New Jersey School of Conservation hosts Flag Raising Ceremony honoring the 90th Anniversary of the Civilian Conservation Corps
SUSSEX COUNTY, NJ — This Friday, March 31 at 11 AM the New Jersey School of Conservation (NJ SOC) will honor the 90th anniversary of the Civilian Conservation Corps (CCC), an important New Deal-Era program, with a commemorative flag raising ceremony.
The current location of the NJ SOC is the site for a former CCC group camp that was constructed in Stokes State Forest between 1932 and 1934.
“With today’s flag raising ceremony, the New Jersey School of Conservation is honoring our connections to one of our nation’s most storied conservation programs,” said Kerry Kirk Pflugh, President of the Friends of the New Jersey School of Conservation, which manages the site. “As we continue our work expanding the School of Conservation’s commitment to environmental education, we are privileged to also have the opportunity to revitalize and preserve a site with such historic significance.”
The CCC was one of the many public works relief programs developed by the Franklin Roosevelt administration during the Great Depression. The program, which operated between 1933 and 1942, employed young men ages 17-28 in jobs related to the conservation and appropriate development of natural resources in rural areas on lands owned by the federal, state and local governments.

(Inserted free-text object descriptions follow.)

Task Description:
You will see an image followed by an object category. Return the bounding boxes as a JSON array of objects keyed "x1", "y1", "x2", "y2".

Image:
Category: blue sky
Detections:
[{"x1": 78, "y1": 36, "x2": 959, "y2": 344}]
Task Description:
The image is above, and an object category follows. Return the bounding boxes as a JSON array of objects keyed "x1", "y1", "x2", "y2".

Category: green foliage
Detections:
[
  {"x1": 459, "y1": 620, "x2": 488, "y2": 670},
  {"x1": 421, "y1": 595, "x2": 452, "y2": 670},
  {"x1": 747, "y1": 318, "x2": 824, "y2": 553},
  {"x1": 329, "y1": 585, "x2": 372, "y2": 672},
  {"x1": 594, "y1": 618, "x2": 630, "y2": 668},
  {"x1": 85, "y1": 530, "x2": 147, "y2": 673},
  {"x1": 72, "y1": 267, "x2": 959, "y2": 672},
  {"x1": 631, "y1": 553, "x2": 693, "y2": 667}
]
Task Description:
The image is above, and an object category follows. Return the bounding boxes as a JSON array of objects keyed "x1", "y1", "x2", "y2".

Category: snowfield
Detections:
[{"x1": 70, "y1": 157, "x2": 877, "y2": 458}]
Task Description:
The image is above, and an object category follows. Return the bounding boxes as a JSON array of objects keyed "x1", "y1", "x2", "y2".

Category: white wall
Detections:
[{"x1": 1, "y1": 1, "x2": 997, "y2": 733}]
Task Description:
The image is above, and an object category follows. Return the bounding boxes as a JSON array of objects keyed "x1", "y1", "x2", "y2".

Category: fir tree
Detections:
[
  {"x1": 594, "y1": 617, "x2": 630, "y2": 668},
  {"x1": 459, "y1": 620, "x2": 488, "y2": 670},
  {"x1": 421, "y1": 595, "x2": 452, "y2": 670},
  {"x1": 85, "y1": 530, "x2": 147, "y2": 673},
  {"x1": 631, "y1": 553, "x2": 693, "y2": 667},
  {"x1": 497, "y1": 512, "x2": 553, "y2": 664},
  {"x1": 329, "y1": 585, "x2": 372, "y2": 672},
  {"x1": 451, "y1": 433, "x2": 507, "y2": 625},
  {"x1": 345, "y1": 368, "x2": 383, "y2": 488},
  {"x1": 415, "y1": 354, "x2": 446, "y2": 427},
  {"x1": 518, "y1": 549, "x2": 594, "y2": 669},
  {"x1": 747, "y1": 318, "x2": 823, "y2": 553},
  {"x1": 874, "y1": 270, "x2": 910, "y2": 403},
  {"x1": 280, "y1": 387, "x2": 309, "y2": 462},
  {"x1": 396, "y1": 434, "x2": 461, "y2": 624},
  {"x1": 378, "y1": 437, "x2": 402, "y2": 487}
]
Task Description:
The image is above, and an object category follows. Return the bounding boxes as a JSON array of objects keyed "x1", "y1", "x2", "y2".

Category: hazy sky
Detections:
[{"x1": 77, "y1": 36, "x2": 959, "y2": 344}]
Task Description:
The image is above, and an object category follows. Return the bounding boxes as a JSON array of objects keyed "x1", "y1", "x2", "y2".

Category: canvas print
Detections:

Many of the nation’s most famous natural sites, including 711 state parks, as well as Big Bend National Park in Texas and Great Smoky Mountains National Park in North Carolina and Tennessee, owe their existence to the CCC.
In Stokes State Forest, the CCC collaborated with what was then the New Jersey Department of Conservation and Economic Development to establish two “group camps” to help preserve the area, which had originally been donated to the state by Governor Edward Stokes.
The NJ SOC is the product of New Jersey’s commitment to conservation and continues the legacy of the CCC through its programming and education.
Since its founding, the NJ SOC, has served more than 500,000 students, teachers, masters and doctoral candidates, college and university professors, and visiting professionals through its more than 40,000 year-round residential environmental education and summer camps.
It has played a key role in the development of environmental education nationally and has served as a model for environmental centers across the world.
Throughout its 72-year history, the NJ SOC has transformed and evolved to address the changing needs of students and educators, contributing to its success and endurance as an institution of learning, while remaining true to its original approach to instruction and the core values of the CCC.
Since management of the School was turned over to the Friends, a broad-based coalition of educators, alumni and conservationists has worked to build off this proud heritage by expanding educational opportunities to additional students while also working to preserve the historic CCC-era structures — many of which are still in use today.
One of the central tasks the Friends have taken on is to make desperately needed repairs and improvements to the property, which suffered from years of neglect.
These investments are ensuring that the historic structures that remain at the School will remain a resource for students for many more years.
“We hope that today’s flag raising ceremony highlights the critical investments we have made in preserving the heritage of the New Jersey School of Conservation,” said Friends board member Bern Weintraub. “Thanks to a generous appropriation from the State of New Jersey, we have been hard at work addressing decades of deferred maintenance and giving these historic structures a new lease on life. We’re working hard to ensure that students from across New Jersey will be able to learn here for generations to come.”